Por su parte, Enrique Vila-Matas confiesa que Pitol, antes de ser su maestro, fue su padre: lo presentó como su hijo en una de las clases que el narrador mexicano impartía en una universidad extranjera.

Yo también fui alumno de Sergio Pitol en una cátedra extraña, lo confieso con vergüenza, y dejo en claro que es vergüenza y no presunción, aunque quienes no me conozcan puedan asegurar lo contrario. La clase, única clase que me dio el maestro, sucedió mientras yo me escondía en la basura.

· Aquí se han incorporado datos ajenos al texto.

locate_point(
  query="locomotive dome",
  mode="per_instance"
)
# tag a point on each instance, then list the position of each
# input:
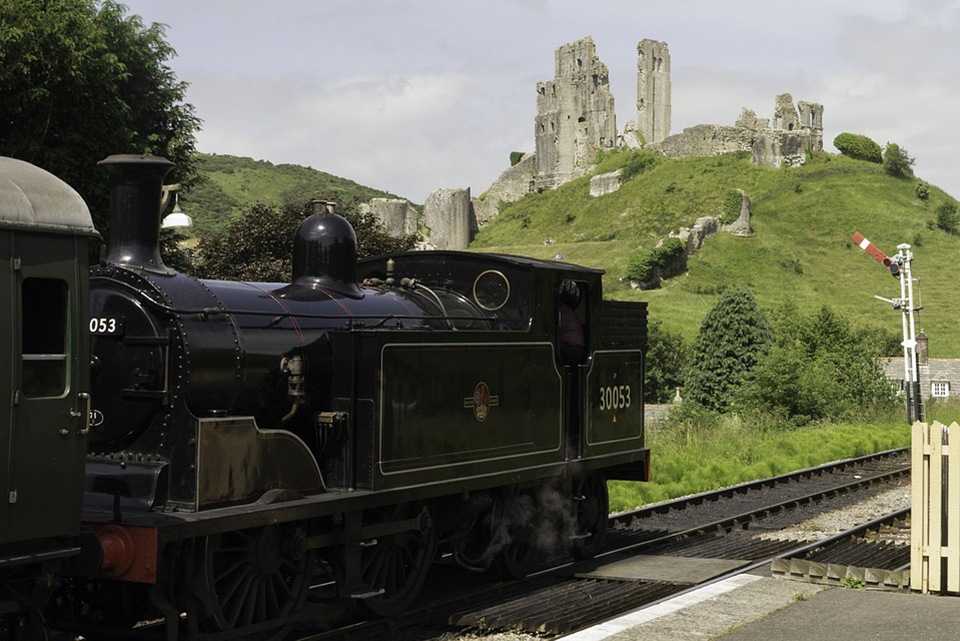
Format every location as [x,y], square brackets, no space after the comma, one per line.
[325,252]
[33,198]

En aquel entonces, hace ya algunos años, estaba obsesionado con Sergio Pitol de una manera secreta. Si me hubieran preguntado en aquella época por qué, no hubiera podido explicar las razones de aquella obsesión, pero ahora lo sé. Yo quería ser escritor y era muy joven para ello. Quizá, el germen de todo, fueron las conversaciones literarias que mantenía en los pasillos de la Facultad con mi amigo Jaime Velazco Estrada , incipiente novelista que se coronó con el laurel de un prestigioso premio internacional de narrativa. Jaime me decía, con una perturbadora seguridad, que Sergio Pitol le había enseñado (a través de su narrativa, por supuesto) que el verdadero amor —la forma más plena de esta emoción humana— sólo podía realizarse entre tres personas. He olvidado los argumentos que respaldaban esta aseveración —perdí todo contacto con Jaime desde que se fue a enseñar español en la selva de Chiapas— pero recuerdo que sus ojos refulgían con un fuego extraño cada que me aseguraba haber descubierto esa oscura verdad. Yo en cambio había descubierto otras enseñanzas en la narrativa del maestro. Una de ellas, fue la de seguir a los escritores, perseguirlos, hasta convertirlos en mis personajes, yo quería —pero no lo sabía en aquella época— tener una experiencia (extra)literaria con un escritor que marcara mi destino. Así que entré a todos los talleres literarios que estaban a mi disposición económica (la cual era demasiado estrecha).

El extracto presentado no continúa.